Friday, September 30, 2011


My giant forehead looks like a drive-in screen in this pic.

My boy, Genghis B, is ready to roam the Steppes.

Thursday, September 29, 2011

home!

Back soon. Went home. Party ensues.


Also, passed the 40lb mark on my diet. Pretty damn excited.

Saturday, September 24, 2011

idiots, being idiotic. In print.

So you've probably seen the news about CERN finding neutrinos that appeared to be moving faster than the speed of light, right? Time travel, Einstein is a big old dead wrong poopyhead?

Yeah, I've seen that shit too.

http://news.yahoo.com/faster-light-discovery-raises-prospect-time-travel-204403395.html

The members of the media who actually finished high school are waxing poetic about E=MC^2.

No one has actually read the paper, of course, in which the authors suspect a math or data contamination error, but can't find it.
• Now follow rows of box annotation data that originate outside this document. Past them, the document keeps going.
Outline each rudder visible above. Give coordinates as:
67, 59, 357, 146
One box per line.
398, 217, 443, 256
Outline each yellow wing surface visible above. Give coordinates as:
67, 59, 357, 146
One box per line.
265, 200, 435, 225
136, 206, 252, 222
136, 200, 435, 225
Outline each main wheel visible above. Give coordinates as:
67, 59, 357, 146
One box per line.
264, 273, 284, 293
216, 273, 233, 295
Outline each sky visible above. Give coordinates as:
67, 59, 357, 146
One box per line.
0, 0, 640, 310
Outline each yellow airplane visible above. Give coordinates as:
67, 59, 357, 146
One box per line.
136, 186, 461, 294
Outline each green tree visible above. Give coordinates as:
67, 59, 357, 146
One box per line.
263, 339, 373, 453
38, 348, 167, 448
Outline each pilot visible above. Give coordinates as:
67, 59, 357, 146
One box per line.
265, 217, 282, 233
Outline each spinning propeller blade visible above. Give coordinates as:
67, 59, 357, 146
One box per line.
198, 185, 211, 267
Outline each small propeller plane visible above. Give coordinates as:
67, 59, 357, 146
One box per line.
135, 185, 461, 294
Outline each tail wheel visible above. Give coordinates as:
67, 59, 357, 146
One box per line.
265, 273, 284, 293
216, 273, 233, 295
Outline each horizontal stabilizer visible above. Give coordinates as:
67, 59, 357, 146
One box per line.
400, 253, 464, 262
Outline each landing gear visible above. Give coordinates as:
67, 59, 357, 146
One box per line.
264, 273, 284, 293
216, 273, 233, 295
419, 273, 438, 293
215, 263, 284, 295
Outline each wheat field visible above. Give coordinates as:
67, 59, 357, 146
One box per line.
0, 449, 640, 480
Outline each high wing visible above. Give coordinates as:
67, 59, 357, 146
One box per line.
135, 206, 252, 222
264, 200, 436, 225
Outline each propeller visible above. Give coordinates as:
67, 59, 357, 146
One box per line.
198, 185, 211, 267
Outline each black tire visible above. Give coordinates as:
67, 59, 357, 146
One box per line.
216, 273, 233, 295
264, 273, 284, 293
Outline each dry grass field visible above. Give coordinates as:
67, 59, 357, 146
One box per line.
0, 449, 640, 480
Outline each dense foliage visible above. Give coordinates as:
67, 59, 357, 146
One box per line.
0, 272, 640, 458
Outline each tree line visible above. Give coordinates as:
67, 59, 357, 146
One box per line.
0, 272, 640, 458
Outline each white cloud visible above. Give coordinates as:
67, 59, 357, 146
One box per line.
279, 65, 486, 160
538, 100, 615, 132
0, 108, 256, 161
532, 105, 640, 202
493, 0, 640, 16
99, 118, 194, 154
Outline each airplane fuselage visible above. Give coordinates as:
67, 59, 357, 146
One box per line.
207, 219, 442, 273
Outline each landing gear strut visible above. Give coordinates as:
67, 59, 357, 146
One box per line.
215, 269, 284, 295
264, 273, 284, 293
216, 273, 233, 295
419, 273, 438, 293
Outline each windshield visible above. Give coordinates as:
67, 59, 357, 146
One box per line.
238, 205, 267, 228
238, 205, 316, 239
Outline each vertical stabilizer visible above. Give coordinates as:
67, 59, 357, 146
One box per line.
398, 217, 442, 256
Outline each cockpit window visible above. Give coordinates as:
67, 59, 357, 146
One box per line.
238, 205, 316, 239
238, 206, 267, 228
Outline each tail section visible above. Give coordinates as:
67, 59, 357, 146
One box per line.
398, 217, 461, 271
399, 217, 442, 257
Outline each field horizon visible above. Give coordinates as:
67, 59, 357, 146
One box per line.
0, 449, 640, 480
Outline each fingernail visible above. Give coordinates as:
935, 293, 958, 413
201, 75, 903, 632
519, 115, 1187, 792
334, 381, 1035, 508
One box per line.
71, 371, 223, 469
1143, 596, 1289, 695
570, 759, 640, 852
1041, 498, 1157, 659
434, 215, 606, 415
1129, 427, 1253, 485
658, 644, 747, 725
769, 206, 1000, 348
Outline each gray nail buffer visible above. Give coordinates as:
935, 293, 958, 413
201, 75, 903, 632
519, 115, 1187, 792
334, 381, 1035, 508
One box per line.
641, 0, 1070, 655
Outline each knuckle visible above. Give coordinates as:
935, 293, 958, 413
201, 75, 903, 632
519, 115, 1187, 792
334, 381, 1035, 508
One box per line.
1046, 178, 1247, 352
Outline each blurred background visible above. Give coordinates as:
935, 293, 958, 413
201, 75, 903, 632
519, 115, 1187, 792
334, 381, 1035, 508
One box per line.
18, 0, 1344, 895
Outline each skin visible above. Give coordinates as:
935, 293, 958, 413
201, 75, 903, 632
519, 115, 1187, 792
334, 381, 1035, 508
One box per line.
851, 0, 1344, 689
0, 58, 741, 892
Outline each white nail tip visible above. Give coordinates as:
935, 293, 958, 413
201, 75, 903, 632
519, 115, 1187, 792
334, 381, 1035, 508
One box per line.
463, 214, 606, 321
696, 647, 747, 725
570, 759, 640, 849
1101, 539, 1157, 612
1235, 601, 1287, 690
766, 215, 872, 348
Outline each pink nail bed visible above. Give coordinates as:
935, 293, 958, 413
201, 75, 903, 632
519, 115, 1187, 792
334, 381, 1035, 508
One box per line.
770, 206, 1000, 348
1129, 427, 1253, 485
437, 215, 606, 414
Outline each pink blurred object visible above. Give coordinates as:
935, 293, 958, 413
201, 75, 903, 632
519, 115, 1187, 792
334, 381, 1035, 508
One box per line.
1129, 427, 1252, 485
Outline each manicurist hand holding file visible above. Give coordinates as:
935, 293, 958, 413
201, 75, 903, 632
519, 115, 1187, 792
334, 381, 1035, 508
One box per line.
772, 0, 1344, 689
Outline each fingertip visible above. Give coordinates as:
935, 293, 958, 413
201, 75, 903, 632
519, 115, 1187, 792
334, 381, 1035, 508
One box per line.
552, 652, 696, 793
Yet. Being a diligent bunch, they're looking for folks to repeat the experiment and see what the hell is happening.

In the meanwhile, the media and poor saps united across the western world are booking flights to their nearest time machine.

Now, I'm not a physicist, but I had to suffer through Physics classes in college. And the psychotic, indecipherable Eastern Europeans who taught it, too.
I'm going to try to be topical, yet explain why I think this is probably another climb up Mt. Molehill.

For an object with mass, the faster it travels, the more energy is required for it to accelerate. Think of your car, and why a 60hp Dodge Neon can do 100mph, but a 120hp Toyota can't go 200mph. You need in the vicinity of 400-500 hp to get there. An 5-fold increase in power to double the speed. As you approach the speed of light, the force necessary to accelerate increases to numbers ever approaching infinity. So that's out.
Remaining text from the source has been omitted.